Mr Morsi attempted to conciliate critics in the judiciary who had castigated him for seizing power and putting himself above the law and called on the opposition to enter into national dialogue with the aim of drawing up a “road map” for the transition to “pluralistic democracy.” The opposition however has vowed to continue the struggle against Mr Morsi and the brotherhood.

His address followed a meeting of the fundamentalist-dominated upper house of parliament, the Shura Council, which has assumed legislative powers until a new lower house, the people’s assembly, is elected and inaugurated early next year.

The 270-member council, set up in 1980 as an advisory body, was asked to prepare for assembly elections, regulate the media and tackle corruption.

The assembly, elected last year, was dissolved in June and its powers appropriated by the military high command until last August, when the generals were ousted and full legislative and executive powers were taken by Mr Morsi.

Power grab

While his handover to the Shura Council appears to re-establish the separation of legislative and executive powers, the move is unlikely to reassure the opposition which accuses the brotherhood of a power grab.

Instead, the transfer is certain to tighten the brotherhood’s grip on both branches, leaving only the judiciary relatively free from the movement’s grasp.

Council speaker Ahmad Fahmi is not only a member of the brotherhood’s Freedom and Justice Party, but is also Mr Morsi’s relative.

Political analyst Gamal Zahran told Ahram online that the council had once again become a bastion “of regime loyalists, just like it was under [overthrown president] Hosni Mubarak.
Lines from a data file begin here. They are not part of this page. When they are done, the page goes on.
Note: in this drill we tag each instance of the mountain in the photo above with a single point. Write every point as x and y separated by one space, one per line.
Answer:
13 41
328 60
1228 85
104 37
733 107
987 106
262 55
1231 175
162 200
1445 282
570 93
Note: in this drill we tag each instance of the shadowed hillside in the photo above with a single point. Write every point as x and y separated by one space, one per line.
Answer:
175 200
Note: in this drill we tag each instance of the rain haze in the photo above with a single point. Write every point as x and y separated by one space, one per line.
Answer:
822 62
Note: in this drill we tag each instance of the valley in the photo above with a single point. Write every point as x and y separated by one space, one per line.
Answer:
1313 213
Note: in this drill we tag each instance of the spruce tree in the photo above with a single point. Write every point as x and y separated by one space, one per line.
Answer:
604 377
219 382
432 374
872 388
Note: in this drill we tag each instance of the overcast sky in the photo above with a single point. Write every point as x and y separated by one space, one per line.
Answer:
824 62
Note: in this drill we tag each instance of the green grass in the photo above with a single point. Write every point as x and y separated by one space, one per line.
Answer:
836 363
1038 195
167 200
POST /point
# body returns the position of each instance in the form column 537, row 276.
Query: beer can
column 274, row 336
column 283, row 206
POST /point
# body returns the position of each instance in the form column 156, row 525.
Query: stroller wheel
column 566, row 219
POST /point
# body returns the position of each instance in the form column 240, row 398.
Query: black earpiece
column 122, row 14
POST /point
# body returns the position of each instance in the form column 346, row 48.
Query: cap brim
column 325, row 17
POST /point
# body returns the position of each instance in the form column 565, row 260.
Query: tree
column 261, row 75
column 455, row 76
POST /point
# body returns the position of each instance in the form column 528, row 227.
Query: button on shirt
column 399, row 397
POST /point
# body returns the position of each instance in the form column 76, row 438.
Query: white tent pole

This time it is loyal to the brotherhood and its sycophants.”

Among Mr Morsi’s appointees are 42 outright fundamentalists and 19 fundamentalist-leaning independents who will bolster the fundamentalist bloc, giving it 75 per cent of council seats.

The new members include deputy head of Freedom and Justice Essam El-Erian, who has called for the formation of a new government under brotherhood tycoon, financier and strongman Khairat El-Shater.

He would be expected to implement the movement’s Nahda, or renaissance, agenda which involves the gradual “Islamisation” of Egypt.

The constitution, drafted by the brotherhood and ultra-orthodox Salafis, has split the country between fundamentalists and secularists.


Opponents contend that the document has no legitimacy because it lacks consensus since only a third of registered voters participated in the referendum.

Critics argue the document discriminates against Christians and women, grants autonomy to the military, enshrines the Muslim canon law, Sharia, and permits clerical interpretation of legislation.

As the Freedom and Justice party began organising for the assembly election and selecting candidates, the ongoing contention over the constitution has intensified the atmosphere of crisis in the country. This has precipitated a fall in the value of the Egyptian pound, prompting a run on banks.